A comment about what this is supposed to do would be nice. I know it is related to test/ScopInfo/invariant_load_canonicalize_array_baseptrs_5.ll, but I think an explanation here would be even more important than in the test case.

3731

There are two local variables with the name Access.

3781

Prefer lookup. operator[] creates an entry every time this return Null.

test/Isl/CodeGen/invariant_load_unify_arrays.ll
5 ↗(On Diff #87976)

Where?

test/ScopInfo/invariant_load_canonicalize_array_baseptrs_4.ll
5 ↗(On Diff #98133)

"coalesced" -> "canonicalized"?

test/ScopInfo/invariant_load_canonicalize_array_baseptrs_5.ll
6 ↗(On Diff #98133)

unify -> canonicalize

7 ↗(On Diff #98133)

Why only "probably"?

12 ↗(On Diff #98133)

Could you mention that %ptr (a hoisted load, itself requiring that %baseA2 is hoisted) is the culprit here?

58–61 ↗(On Diff #98133)

To ensure a use of %v0, %v1, would

store float* undef, float** %ptr
store float* undef, float** %baseA2

be enough?

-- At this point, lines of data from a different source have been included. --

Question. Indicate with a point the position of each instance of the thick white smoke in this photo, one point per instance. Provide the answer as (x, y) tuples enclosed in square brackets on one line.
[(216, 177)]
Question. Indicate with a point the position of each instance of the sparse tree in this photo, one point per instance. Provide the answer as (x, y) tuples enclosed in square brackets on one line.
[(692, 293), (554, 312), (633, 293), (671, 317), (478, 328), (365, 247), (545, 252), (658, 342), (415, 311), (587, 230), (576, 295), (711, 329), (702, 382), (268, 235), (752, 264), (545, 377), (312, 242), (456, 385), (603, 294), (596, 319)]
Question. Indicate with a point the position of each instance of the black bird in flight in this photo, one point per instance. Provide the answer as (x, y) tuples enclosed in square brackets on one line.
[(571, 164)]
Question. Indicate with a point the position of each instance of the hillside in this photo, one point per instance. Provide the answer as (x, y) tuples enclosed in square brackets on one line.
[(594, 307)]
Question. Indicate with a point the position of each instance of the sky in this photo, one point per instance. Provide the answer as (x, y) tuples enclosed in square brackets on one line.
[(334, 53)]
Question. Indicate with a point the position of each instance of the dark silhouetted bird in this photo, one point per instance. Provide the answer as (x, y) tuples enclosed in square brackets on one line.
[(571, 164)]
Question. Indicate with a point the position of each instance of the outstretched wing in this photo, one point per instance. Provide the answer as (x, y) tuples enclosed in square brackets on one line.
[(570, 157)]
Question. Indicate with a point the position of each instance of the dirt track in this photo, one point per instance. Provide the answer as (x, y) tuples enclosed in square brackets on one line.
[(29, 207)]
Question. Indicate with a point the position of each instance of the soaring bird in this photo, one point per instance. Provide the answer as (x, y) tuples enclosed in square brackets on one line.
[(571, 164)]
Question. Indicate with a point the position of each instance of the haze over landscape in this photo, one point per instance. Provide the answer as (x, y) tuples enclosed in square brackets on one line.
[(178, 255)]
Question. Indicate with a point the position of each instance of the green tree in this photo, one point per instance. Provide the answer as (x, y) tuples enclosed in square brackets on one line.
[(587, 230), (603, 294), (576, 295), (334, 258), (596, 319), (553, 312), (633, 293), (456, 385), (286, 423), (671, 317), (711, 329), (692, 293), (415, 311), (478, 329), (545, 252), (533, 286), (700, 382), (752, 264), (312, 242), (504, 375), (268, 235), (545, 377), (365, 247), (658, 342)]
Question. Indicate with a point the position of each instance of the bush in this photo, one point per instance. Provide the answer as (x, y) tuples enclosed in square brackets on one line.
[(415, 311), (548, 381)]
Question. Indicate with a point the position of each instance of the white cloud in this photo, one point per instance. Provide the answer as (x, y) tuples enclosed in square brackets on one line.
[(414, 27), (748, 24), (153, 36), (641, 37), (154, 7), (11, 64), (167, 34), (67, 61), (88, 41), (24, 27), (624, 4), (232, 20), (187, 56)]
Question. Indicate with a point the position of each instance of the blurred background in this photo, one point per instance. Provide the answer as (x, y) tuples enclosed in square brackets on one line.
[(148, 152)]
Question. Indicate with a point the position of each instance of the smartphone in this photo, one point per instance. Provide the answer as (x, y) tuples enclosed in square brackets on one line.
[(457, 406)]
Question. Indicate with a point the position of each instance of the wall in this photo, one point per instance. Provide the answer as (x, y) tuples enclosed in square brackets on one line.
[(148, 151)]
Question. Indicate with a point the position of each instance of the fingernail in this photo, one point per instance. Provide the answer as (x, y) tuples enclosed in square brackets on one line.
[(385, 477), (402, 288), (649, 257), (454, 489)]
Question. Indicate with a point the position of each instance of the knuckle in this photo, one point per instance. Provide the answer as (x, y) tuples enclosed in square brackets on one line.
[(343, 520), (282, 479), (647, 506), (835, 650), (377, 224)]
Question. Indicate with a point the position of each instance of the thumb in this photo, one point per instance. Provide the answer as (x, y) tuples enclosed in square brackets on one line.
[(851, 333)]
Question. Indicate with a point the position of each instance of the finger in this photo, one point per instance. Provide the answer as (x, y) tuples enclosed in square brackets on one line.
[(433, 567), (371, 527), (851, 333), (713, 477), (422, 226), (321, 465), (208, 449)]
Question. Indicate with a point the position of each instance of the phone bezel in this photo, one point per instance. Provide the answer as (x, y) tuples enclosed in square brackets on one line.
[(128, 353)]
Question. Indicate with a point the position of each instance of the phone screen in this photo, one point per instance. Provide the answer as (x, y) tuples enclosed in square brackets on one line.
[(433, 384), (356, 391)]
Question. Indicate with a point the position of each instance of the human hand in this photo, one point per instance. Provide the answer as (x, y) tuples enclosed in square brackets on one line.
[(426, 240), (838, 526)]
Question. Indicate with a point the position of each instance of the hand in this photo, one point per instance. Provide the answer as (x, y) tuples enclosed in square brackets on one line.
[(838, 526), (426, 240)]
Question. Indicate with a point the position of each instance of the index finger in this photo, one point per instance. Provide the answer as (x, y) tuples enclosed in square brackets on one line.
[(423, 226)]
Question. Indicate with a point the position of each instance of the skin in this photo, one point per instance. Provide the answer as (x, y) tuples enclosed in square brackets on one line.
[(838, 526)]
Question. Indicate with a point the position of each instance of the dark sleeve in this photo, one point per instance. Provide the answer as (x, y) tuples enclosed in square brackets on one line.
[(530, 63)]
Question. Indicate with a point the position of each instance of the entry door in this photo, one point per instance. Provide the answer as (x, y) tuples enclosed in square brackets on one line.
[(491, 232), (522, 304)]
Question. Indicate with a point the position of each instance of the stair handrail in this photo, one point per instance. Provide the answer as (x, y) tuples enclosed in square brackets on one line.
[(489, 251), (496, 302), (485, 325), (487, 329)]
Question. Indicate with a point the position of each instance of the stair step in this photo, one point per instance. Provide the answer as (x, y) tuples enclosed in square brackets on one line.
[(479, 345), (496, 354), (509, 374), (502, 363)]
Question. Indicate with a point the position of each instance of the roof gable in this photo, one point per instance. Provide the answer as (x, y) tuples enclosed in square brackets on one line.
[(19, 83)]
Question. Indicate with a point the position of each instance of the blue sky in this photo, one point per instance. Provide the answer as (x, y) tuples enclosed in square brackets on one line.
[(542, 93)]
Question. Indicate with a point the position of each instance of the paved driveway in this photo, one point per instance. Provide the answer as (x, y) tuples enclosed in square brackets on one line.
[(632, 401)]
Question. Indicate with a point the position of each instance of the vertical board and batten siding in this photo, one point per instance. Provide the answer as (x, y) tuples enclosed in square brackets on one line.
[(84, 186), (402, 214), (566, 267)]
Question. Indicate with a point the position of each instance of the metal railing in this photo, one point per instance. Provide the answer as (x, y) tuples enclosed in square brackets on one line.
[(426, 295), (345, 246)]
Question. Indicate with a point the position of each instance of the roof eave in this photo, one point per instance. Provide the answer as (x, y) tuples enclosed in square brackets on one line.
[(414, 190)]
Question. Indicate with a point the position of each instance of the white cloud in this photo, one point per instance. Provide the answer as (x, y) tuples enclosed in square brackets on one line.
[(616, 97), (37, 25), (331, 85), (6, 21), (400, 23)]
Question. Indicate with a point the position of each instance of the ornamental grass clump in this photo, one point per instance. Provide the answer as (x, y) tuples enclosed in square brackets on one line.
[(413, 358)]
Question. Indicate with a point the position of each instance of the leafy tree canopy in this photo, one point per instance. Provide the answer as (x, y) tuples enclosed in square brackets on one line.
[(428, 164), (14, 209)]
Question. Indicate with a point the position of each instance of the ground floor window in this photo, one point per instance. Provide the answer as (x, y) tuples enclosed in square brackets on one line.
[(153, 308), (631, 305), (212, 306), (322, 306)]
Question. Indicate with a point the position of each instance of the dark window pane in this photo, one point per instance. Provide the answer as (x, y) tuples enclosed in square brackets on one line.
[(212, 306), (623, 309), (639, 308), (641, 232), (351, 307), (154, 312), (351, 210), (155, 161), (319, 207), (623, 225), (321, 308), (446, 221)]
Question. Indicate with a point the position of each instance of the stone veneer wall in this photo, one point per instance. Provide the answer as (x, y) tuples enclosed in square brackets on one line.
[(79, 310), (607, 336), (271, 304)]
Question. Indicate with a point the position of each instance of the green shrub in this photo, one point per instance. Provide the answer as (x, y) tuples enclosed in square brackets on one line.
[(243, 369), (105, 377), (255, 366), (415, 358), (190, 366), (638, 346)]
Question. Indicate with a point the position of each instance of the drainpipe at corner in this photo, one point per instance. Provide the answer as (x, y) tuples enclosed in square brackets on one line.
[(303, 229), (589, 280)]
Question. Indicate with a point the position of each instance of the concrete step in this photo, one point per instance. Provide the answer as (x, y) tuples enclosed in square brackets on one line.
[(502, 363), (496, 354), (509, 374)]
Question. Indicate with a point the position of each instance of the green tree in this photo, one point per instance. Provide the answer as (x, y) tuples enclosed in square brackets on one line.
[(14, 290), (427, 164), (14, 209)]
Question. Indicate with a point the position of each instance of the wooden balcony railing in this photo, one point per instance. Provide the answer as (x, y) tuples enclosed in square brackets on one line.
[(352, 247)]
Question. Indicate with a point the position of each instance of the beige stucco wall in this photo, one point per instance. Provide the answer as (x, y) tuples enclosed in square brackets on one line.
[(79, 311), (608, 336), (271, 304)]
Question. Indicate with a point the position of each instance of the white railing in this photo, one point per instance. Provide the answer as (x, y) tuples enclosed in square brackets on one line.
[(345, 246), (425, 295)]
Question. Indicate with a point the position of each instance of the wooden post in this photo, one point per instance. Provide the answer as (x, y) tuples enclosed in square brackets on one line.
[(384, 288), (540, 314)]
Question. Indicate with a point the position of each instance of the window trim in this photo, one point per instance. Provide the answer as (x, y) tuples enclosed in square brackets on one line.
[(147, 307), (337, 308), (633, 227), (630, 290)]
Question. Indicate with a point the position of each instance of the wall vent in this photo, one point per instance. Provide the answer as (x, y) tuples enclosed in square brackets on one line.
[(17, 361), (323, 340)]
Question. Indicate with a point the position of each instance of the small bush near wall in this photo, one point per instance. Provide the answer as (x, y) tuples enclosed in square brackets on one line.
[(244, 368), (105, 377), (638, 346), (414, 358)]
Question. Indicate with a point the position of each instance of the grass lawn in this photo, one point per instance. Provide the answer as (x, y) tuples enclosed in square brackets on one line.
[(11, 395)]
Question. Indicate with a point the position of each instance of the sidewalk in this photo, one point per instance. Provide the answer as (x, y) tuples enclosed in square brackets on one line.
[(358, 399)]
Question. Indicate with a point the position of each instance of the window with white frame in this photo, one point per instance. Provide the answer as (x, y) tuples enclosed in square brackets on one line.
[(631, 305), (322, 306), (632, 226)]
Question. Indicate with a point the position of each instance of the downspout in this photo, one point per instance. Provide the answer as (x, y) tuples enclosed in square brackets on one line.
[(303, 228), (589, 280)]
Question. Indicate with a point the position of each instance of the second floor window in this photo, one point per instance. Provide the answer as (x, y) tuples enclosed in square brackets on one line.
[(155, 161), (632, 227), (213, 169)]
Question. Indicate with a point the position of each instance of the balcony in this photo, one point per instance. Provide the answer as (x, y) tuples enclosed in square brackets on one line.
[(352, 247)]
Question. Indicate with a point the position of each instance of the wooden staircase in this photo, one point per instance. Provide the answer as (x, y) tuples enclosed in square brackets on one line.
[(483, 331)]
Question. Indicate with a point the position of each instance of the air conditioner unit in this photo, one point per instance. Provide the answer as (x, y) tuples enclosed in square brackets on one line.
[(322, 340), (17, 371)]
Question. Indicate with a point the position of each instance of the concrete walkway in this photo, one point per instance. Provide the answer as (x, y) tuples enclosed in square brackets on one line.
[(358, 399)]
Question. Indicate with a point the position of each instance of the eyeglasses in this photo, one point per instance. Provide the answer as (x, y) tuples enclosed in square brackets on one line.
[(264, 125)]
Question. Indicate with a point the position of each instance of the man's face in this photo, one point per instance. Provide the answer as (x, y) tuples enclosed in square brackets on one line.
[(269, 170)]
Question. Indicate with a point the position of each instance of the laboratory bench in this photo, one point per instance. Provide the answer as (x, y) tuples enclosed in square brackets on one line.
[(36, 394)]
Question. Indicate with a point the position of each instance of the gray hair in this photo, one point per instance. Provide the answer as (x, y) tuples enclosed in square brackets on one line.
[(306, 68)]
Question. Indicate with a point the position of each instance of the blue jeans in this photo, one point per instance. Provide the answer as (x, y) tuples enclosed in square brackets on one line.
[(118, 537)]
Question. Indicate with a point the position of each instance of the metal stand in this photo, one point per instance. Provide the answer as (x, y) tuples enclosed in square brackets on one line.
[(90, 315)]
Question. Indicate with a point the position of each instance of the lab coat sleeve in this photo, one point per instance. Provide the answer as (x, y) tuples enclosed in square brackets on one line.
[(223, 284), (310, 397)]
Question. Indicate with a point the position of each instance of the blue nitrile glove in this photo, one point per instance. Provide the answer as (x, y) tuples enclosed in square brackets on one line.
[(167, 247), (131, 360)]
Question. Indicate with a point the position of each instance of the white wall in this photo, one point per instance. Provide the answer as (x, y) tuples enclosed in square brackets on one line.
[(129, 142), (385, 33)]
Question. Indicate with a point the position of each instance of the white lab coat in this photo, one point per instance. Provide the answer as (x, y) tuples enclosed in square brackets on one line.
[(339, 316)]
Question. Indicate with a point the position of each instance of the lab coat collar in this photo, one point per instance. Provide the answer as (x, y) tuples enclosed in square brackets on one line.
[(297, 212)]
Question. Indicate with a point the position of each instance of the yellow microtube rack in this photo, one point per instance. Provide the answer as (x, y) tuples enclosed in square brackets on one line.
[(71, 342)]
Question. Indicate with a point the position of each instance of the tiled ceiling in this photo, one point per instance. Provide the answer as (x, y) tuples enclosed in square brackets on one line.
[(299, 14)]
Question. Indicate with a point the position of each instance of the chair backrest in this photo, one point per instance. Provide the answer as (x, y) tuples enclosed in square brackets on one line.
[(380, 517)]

In that case, one might peel one * off the types as use

store float 0.0, float* %ptr
store float 0.0, float* %baseA2
65 ↗(On Diff #98133)

Why is %baseB2 based on %A? Would eg. %baseA3 (or %baseA1, which seems to be missing) be a better name?

This revision is now accepted and ready to land.May 9 2017, 6:25 AM
This revision was automatically updated to reflect the committed changes.
grosser marked 8 inline comments as done.